When you leave the city of Campichu you ride for twelve days, and then reach a city called Etzina, which is towards the north on the verge of the Sandy Desert; it belongs to the Province of Tangut. The people are Idolaters, and possess plenty of camels and cattle, and the country produces a number of good falcons, both Sakers and Lanners. The inhabitants live by their cultivation and their cattle, for they have no trade. At this city you must needs lay in victuals for forty days, because when you quit Etzina, you enter on a desert which extends forty days' journey to the north, and on which you meet with no habitation nor baiting-place.
– Marco Polo, The Travels of Marco Polo, translated by Henry Yule, 1920
According to a legend by the local Torghut population, in 1372 a Mongol military general named Khara Bator (Mongolian: Black hero) was surrounded with his troops by the armies of China's Ming dynasty. Diverting the Ejin River, the city's water source that flowed just outside the fortress, the Chinese denied Khara-Khoto water for its gardens and wells. As time passed and Khara Bator realised his fate, he murdered his family and then himself. After his suicide, Khara Bator's soldiers waited within the fortress until the Ming finally attacked and killed the remaining inhabitants. Another version of the legend holds that Khara Bator made a breach in the northwestern corner of the city wall and escaped through it. The remains of the city has a breach through which a rider can pass.
After the defeat, and additionally possibly for real water shortage, the city was abandoned and left in ruins.
Russian explorers Grigory Potanin and Vladimir Obruchev heard rumours that somewhere downstream Ejin River an ancient city was waiting.
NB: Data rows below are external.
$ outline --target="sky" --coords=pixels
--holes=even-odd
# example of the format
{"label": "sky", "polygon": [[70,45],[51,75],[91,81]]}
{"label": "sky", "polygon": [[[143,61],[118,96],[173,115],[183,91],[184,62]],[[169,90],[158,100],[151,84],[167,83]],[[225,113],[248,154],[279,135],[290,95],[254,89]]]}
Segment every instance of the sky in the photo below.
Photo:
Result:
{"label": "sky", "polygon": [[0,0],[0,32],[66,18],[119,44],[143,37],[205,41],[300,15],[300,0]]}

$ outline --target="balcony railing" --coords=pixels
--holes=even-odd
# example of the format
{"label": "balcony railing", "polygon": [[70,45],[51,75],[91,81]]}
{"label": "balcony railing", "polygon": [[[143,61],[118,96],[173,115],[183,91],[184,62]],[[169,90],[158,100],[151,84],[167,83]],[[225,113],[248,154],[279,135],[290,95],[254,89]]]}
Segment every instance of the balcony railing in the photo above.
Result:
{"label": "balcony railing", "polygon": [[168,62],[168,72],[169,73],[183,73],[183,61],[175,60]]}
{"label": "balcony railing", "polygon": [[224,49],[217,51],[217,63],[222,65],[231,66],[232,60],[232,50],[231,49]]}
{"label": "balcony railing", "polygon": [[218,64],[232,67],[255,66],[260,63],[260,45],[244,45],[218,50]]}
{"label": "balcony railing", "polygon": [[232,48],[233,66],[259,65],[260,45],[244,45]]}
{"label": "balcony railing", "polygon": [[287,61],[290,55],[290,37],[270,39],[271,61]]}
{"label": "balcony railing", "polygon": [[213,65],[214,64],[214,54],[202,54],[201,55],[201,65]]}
This knowledge gave impetus to the Institute of Oriental Studies, St. Petersburg, to launch a new Mongol-Sichuan expedition under the command of Pyotr Kuzmich Kozlov.
During the 1907-1909 expedition to Central Asia, in 1908, Kozlov made the historical discovery of Khara-Khoto. With a dinner and gift of a grammophone to a local Torghut lord Dashi Beile, Kozlov obtained a permission to dig in the site, arriving on May 1, 1908 to Khara-Khoto ruins. Over 2,000 books, scrolls and manuscripts in the Tangut language were uncovered. Kozlov initially sent ten chests of manuscripts and Buddhist objects to St. Petersburg, returning again in May 1909 for more objects. The books and woodcuts were found in June, while excavating a stupa outside city walls some 400 m (1,300 ft) westward.
Sir Aurel Stein excavated Khara-Khoto during his third Central Asian expedition[6] in 1917, surveying Khara-Khoto for eight days. The findings from this research was incorporated in chapter 13 of Stein's first volume of Innermost Asia.
Langdon Warner visited Khara-Khoto in 1925.
Folke Bergman first travelled to Khara-Khoto in 1927, returning in 1929 and staying for a year and a half in the area. He made maps of Khara-Khoto and the Ejin River area, surveyed watchtowers and fortresses, finding a large number of xylographs. Bergman noted that Kozlov's and Stein's visits were cursory and some of their published documentation was partially incorrect.
Sven Hedin and Xu Bingchang led the Sino-Swedish Expedition on archaeological excavations of the site between 1927 - 31. After Hedin, John DeFrancis visited in 1935.
Further Chinese excavations between 1983 and 1984 by Li Yiyou, Inner Mongolian Institute of Archaeology, have produced some 3,000 more manuscripts. In addition to books, these excavations unearthed building materials, daily items, production instruments and religious art.
Findings
Kozlov's findings, some 3,500 paintings and other objects, are in the Hermitage Museum, St. Petersburg, while the books and xylographs are at the Institute of Oriental Studies. These fortunately survived the Siege of Leningrad and some of them were even lost until their rediscovery in 1991, forming the basis for research of the Tangut language, written in Tangut script in subsequent years. Among Kozlov's findings was a Chinese-Tangut glossary titled Fanhan Heshi Zhangzhongzhu (番汉合时掌中珠), compiled in 1190.
In addition to written artifacts, batik-dyed silk fragments have also been found. A small mud wall painting fragment confirms use of cobalt as a pigment in the form of smalt.